Is there a way to require a user to wait a certain time instead of asking for a password every time he wants to execute a command as root or access the root / or another user account?

  • Arthur Besse@lemmy.mlMEnglish
    13·
    1 年前

    sure. first, configure sudo to be passwordless, or perhaps just to stay unlocked for longer (it’s easy to find instructions for how to do that).

    then, put this in your ~/.bashrc:

    alias sudo='echo -n "are you sure? "; for i in $(seq 5); do echo -n "$((6 - $i)) "; sleep 1; done && echo && /usr/bin/sudo '

    Now “sudo” will give you a 5 second countdown (during which you can hit ctrl-c if you change your mind) before running whatever command you ask it to.

    • Flyswat@lemmy.ml
      8·
      1 年前

      In terms of security, an alias can be easily overridden by a user who can even choose yo use another shell which will not read .bashrc.

      So this solution cannot force/require the user to comply to the delay requirement.

      I was thinking maybe with a PAM module the delay can be achieved but I haven’t found one that readily does that. Maybe OP needs to implement one :)

      • Hawke@lemmy.world
        1·
        1 年前

        pam_faildelay almost does it, but it only delays on auth failure. You would want something that delays on success. Might be almost as simple as “if not” on a check on pam_faildelay.

      • alphadont@lemmy.caEnglish
        1·
        1 年前

        If an untrusted user is sitting at the console of a sudoer account, armed with its password, all is lost and any security has effectively been defeated already. While I do understand the concern it seems like something of a moot point.

  • mbirth 🇬🇧@lemmy.ml
    3·
    1 年前

    What purpose should this fulfil? If you are unsure whether your command is correct, double-check it before hitting the ENTER key.

  • Hawke@lemmy.world
    3·
    1 年前

    I can’t find anything that quite fits your requirements.

    Putting a NOPASSWD option on your sudo config should cover the removal of the password requirement, but this may be ill -advised; it is probably wiser to increase the timestamp_timeout duration.

    The intentional delay is tougher, and for that it looks like you’d need to write a PAM module. pam_faildelay is very close to what you need, you’d just need to make it produce a delay on success as well as failure.

  • terminal@lemmy.ml
    210·
    1 年前

    Do you mean the delay between when you need to re-enter the superuser password?

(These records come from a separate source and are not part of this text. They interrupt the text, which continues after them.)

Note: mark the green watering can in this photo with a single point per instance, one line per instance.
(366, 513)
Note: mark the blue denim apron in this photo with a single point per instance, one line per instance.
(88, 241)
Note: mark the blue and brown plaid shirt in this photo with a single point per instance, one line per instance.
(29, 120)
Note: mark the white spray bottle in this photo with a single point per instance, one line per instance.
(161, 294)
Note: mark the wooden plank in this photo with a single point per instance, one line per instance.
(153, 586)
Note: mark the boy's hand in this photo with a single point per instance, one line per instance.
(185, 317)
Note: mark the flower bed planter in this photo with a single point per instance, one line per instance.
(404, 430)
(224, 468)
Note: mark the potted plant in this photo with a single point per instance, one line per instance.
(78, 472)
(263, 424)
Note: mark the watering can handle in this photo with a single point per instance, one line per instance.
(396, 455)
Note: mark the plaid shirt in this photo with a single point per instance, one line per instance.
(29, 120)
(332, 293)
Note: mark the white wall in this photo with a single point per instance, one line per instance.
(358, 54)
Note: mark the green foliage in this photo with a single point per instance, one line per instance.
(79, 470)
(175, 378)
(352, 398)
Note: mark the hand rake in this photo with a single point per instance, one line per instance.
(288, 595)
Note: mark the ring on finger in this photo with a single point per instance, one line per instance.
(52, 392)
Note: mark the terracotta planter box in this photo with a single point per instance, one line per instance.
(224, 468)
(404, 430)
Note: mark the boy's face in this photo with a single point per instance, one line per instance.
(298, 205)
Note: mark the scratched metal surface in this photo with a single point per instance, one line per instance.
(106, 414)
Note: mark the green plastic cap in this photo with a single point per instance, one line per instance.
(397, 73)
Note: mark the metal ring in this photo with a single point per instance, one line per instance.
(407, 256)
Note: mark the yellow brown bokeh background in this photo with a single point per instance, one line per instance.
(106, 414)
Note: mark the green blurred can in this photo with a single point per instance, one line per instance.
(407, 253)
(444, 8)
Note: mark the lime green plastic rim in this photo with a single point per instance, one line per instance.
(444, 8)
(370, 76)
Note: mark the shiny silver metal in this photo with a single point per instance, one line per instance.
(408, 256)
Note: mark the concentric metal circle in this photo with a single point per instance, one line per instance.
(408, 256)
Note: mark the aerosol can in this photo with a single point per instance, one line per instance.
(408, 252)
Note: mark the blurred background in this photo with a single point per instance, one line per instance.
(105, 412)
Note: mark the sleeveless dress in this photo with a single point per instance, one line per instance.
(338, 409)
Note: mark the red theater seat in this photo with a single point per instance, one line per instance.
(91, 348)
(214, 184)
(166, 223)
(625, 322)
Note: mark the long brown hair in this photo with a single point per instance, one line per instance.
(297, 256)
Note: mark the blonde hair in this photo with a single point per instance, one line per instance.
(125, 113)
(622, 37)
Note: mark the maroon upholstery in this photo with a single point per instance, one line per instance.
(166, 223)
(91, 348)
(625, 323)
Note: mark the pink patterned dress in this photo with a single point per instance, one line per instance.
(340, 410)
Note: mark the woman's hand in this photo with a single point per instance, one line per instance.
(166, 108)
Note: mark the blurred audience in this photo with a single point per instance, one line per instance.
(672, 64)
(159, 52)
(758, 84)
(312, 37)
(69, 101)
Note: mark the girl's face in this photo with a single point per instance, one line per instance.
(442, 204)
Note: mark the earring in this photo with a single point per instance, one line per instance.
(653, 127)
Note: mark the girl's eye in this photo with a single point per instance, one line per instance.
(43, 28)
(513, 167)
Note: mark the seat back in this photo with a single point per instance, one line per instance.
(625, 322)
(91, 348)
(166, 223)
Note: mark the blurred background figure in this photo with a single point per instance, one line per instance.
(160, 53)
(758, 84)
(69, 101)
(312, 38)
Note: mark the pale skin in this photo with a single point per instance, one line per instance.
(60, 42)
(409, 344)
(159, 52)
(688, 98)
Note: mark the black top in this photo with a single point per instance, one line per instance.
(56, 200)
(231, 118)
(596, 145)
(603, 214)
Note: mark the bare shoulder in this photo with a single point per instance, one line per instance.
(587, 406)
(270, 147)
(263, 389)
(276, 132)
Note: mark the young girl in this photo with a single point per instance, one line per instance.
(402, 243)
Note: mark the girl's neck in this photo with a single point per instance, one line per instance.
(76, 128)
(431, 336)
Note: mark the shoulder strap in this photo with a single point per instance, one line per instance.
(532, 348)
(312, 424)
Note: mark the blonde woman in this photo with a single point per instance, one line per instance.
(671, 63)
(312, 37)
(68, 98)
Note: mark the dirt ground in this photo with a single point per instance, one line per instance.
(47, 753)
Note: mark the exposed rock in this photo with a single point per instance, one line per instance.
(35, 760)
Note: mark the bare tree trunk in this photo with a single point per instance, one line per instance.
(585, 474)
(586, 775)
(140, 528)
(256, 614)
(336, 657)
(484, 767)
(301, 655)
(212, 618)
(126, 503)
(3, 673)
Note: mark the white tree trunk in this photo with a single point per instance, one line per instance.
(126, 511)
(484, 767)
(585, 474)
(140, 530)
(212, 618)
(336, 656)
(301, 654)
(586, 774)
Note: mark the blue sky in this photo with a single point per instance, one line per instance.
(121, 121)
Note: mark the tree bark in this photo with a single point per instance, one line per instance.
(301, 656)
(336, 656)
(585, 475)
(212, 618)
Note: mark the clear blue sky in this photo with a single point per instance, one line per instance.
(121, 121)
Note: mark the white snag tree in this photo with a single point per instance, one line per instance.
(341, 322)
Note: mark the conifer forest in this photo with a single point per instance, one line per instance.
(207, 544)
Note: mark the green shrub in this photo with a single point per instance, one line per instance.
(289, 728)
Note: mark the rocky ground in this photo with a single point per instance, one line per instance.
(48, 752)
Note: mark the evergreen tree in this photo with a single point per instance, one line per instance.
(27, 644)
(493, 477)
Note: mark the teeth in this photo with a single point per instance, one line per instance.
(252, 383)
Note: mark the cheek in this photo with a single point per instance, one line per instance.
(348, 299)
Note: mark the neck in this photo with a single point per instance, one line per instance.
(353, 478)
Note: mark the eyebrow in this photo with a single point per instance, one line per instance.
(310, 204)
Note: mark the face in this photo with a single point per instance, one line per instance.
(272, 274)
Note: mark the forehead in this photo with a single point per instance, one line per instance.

    I found this via an LLM:

    To change the delay before needing to re-enter your sudo password, follow these steps:

    1. Open the terminal and run:

      sudo visudo

    2. Locate the line:

      Defaults env_reset

    3. Add the following line below it:

      Defaults timestamp_timeout=<time-in-minutes>

      Replace <time-in-minutes> with the desired timeout in minutes (e.g., 30 for 30 minutes). Setting it to 0 requires a password every time, while a negative value disables the timeout entirely.